What Do You Do With That?

I horrified someone into understanding one of the darkest stars in my mental illness sky yesterday because she wanted to “…yeah but…” her way through my answer to her question: why would anyone with everything going for them commit suicide?

She came to a group of mentally ill people to ask that question—to a tiny internet conclave of sad souls whose shared clinical depressions, manic episodes, panic attacks, generalized anxieties, schizo-affective everythings, and suicide attempts bind them—because her circle had been hit with it. I invited her there, and I understand why we seemed like the ones to ask.

She wanted the dead—her dead—to speak through us.

I told her all we can do is tell our own stories of the times we tried or the ones who succeeded. The noose, the pills, the friend who jumped. We can describe the OCD-intrusive-thought-slideshow for her of all those pictures our heads throw of us dying (would you like us to get in your head and whisper best not walk near that road lest you throw yourself into traffic?), but we can’t tell you why your cousin’s son—a popular kid with musical talent, just 15—did it. And asking us to tell those stories is asking us to remember nightmares.

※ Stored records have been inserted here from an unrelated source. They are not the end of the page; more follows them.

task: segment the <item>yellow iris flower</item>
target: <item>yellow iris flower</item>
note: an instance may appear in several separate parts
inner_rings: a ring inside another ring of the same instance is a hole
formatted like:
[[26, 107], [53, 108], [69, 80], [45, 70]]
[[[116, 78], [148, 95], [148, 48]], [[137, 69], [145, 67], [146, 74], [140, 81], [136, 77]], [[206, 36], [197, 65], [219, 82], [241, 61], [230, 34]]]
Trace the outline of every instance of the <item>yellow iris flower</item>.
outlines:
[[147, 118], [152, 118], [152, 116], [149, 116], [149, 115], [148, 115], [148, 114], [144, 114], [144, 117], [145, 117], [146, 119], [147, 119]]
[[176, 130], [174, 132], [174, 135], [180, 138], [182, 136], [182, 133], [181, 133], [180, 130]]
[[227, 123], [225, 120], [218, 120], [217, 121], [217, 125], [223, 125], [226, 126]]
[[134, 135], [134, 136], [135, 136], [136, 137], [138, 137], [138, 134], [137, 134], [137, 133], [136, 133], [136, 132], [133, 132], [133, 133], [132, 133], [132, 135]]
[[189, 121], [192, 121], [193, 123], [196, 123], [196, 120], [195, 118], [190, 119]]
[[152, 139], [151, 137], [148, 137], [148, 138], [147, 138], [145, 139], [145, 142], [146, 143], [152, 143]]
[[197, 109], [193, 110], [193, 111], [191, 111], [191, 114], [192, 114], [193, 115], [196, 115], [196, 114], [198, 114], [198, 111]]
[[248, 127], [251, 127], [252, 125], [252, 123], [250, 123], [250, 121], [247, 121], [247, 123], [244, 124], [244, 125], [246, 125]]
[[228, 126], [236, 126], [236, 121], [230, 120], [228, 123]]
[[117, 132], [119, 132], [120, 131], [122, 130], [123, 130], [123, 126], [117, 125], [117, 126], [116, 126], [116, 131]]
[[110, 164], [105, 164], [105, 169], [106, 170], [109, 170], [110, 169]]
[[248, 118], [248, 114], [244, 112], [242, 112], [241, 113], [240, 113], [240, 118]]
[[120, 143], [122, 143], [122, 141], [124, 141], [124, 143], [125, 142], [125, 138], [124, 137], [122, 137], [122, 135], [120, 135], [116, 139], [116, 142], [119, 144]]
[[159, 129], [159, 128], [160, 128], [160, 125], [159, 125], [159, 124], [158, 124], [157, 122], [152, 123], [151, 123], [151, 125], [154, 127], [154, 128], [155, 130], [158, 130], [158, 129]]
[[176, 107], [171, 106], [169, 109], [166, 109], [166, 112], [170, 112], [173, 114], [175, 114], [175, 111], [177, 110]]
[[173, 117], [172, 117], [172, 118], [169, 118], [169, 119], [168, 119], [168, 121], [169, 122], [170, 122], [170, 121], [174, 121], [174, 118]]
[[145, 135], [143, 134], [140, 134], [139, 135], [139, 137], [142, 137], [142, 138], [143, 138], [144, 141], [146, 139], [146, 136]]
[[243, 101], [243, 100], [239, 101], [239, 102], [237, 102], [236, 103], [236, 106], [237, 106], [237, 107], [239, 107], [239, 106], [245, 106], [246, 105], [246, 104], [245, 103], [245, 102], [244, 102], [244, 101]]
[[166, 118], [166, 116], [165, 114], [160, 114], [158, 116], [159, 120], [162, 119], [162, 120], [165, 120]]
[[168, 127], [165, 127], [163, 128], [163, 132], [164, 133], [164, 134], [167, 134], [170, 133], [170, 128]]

And we’re sorry. We are so, so sorry that anyone ever goes through this. That’s not what we want.

She told me about the time she sat with pills considering it.

I wanted to take them all, but then I thought about the pain that would cause my father, and I took one instead and went to sleep.

I know that moment. It’s pivotal and profound, and I’m thankful that snap of awareness exists in our world. It’s an electrical charge of grace that jumps from head to head saving would-be suicides. It pulls them from train tracks and walks them into hospitals and church basements for healing.

But it’s not always like that. Sometimes the one dying is standing outside the action in a dissociative glass cage—no longer in the body, no longer moving the meat, just witnessing it all—watching themselves jump down a hole toward (as the sickness tells them) their inevitable suicide. This is why we say: suicide is a terminal symptom of mental illness.

Do you ever feel like suicide is a spirit that lives outside of you and can swoop in at any moment to inhabit your body and make you do things you don’t want to do?

The no that she gave was real, and so was her understanding. I saw it on her face—in the fall of her countenance for one stunned beat—and heard it in the word’s cadence. No.

What do you do? How do you handle that? The awe of understanding and the wtf?! of concern in her voice. I’m different to her now.

Here’s what I do: I write about it on the internet; I tell on myself to close friends if I think or detect that I’m hanging out in the Too Not Okay Woods; I take a lot of baths. I know through vibe when I meet tribe members, others who get ridden by the suicide spirit, and I hold them in my heart; somehow that helps me.